Zerdüşt, “Kin ruhu: Dostlarım, insanları şimdiye kadar en çok düşündüren buydu. Ve acı olan her yerde ceza bulunmalıydı. Bu ceza, intikamın kendi kendisine verdiği addır. O, bu yalan söze sığınarak iyi vicdanlı görünmek ister” buyurmuştu ama radikal Kürt hareketi bu kini can yakıcı bir biçimde yansıtıyor. Son dönemde Suriye’de olanlar ve Nusra ile PYD arasında yaşananlar, özellikle doğuda yaşayan gençlerin kutuplaşmasına sebep olmaktadır. Van’da Özgür-Der’e yapılan molotoflu saldırı, bunun ilk işaretleridir. PYD’nin dile getirdiği “katliam” söyleminin Esad’ın yapmış olduğunun ortaya çıkmasına rağmen yapılanlar hayra alamet görünmemektedir. Dindar gençler ve HDP gençliği arasında yaşanan gerginlik hemen her yerde hissedilmektedir,Azadiya Welat gazetesinin atmış olduğu manşet ise bu durumun ikinci işareti sayılabilir. Bu kin duygusu bazı yaraları yeniden açabilir, özellikle de bu kinin, din ile alakalı olduğunda ilk akla gelen Hizbullah-PKK karşıtlığıdır ve maalesef Hizbullah gençliği de yavaş yavaş olaylara karışmaya başlamaktadır. Kindarlığın din boyutu belki de en tehlikeli sosyolojik olgu gibi görülebilir. Radikal Kürt hareketi gençliğinin bu türden kışkırtıcı tavırlar izlemesi Zerdüşt’ün dediği gibi bizi de “en çok düşündüren” durumdur. Hâlbuki Zerdüşt böyle buyurmamıştı...
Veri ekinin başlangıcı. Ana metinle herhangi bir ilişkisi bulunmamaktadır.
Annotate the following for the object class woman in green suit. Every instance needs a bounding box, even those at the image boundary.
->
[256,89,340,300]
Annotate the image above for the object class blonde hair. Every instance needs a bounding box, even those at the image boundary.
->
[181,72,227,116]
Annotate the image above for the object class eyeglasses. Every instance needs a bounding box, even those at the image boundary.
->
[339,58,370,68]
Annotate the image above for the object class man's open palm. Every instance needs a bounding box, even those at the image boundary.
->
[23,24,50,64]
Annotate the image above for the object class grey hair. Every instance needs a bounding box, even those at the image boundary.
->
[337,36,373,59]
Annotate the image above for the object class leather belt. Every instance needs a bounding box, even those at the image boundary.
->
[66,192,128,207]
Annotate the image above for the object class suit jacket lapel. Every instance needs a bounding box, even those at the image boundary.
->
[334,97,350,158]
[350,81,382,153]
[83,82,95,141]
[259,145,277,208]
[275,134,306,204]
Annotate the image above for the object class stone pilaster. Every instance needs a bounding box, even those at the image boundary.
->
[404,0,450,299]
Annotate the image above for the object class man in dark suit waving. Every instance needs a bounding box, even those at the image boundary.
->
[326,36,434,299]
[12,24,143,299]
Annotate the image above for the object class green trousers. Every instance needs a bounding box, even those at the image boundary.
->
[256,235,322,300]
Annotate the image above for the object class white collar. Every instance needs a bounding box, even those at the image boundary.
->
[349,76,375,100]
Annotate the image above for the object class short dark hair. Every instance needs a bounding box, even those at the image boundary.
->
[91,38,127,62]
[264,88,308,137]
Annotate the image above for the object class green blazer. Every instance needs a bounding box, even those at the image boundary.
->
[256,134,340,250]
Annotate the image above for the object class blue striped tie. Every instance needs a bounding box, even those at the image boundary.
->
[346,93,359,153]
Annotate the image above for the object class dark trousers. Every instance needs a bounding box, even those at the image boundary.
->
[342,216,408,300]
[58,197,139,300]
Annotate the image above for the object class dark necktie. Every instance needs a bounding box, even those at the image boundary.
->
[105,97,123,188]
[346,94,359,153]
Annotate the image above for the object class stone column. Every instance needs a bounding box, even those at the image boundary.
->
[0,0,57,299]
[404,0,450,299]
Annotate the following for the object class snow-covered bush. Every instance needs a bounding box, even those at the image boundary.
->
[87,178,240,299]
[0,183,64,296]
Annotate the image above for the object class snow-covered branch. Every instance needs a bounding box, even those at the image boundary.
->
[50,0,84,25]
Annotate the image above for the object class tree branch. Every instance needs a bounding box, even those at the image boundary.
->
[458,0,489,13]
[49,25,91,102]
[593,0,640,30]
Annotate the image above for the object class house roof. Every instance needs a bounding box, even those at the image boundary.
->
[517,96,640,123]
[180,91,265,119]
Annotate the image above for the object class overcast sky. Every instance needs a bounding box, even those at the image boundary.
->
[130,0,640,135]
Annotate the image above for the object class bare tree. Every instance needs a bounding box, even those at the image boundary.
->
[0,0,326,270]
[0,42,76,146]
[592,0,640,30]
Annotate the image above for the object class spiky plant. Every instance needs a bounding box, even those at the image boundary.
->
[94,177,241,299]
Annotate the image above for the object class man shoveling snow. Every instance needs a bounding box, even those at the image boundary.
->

Zerdüşt, “Onun için ağınızı koparıyorum ki öfkeniz sizi yalancılık mağaranızdan çıkarsın” buyurmuştu ama HDP ve KESK’in, Rojava olayını anmak için kullandığı fotoğrafın, Erzurum depremindeki foto olduğu ortaya çıkınca yeniden samimiyet tartışılır oldu. HDP’ye güvenen Kürtlerin, sonrası malum bu türden olaylarla zor durumda bırakılması açıkçası hoş bir durum değildi. Çandar’ın yaklaşımı olan Öcalan ve Başbakan diyalektiği önemli bir tesbittir ama HDP gençliğinin bu sürece ne kadar sadık kalacağı da başka bir problem olarak algılanabilir, çünkü daha geçenlerde Demirtaş mikrofonun açık kaldığı bir programda “kontrolümüzde olmayan gruplar” diye telaffuz ettiği bir cümleyle bu gerçeği istemeden ortaya koymuştur. Zerdüşt’ün dillendirdiği samimiyet burada da eksik görülüyordu. Hâlbuki Zerdüşt böyle buyurmamıştı...
SONUÇ YERİNE
Öcalan, Bir Halkı Savunmak adlı çalışmasında şu ifadelere yer verir: “Derweşê Avdi Destanı bu çatışmaların destanıdır. Bu, Zerdeşti kökenlikte ısrar eden ve güçlü Kürt kültürel izleri taşıyan bir destandır. 18. yüzyılda yaşadığı tahmin edilmektedir. İslamiyet ortamında Zerdeştlik bir nevi kültür direnişçiliğidir. Kürt kültürünün yabancılaşmaya karşı soylu bir direnişidir. Zayıf ve Hz. Ali yanlısı bir İslami örtüye bürünmüş Kürt Aleviliği de Zerdeştilikten sonra en güçlü Kürt kültür direnişçiliğidir; Kürtlerdeki Şialıktır. Buna karşılık, özellikle ovaya yakın Güney Kürtlerinde gelişen Sünni İslamı en gerici ve işbirlikçi karakterde gelişmiştir. Kültürel soyunu inkâr eden feodal-tüccar zihniyetin bu güçlü temsilcileri, özellikle Urfa, Mardin, Siirt kent ve yakın yörelerinde süper bir ihanet içerisindedirler. Müthiş işbirlikçi ve çıkarcıdırlar. İran etkisi altındaki Kürtlerde bozulma daha az olmuştur. Ulusal kültürel özlerini daha otantik yapılarıyla korumaktadırlar.” Öcalan, çalışmalarında Zerdüştlüğü Kürtler için bir önemli bir sosyolojik ve felsefi varoluş olarak görmüş, özellikle direniş kavramını Kürtler ve Zerdüştlük ile birlikte anmıştır. O, “Birliği tam yaptık. Yezidiler de, yani Zerdüştiler de hep PKK’nin içindedir. PKK, insani bir harekettir” derken asıl önemli olan hem dinî hem de sosyolojik gerçekliği unutmuştur. Zerdüşt’ü gerçekten anlamak Sühreverdiye sabretmek gibidir. Zerdüşt, “öldürün de buyurmamıştır”...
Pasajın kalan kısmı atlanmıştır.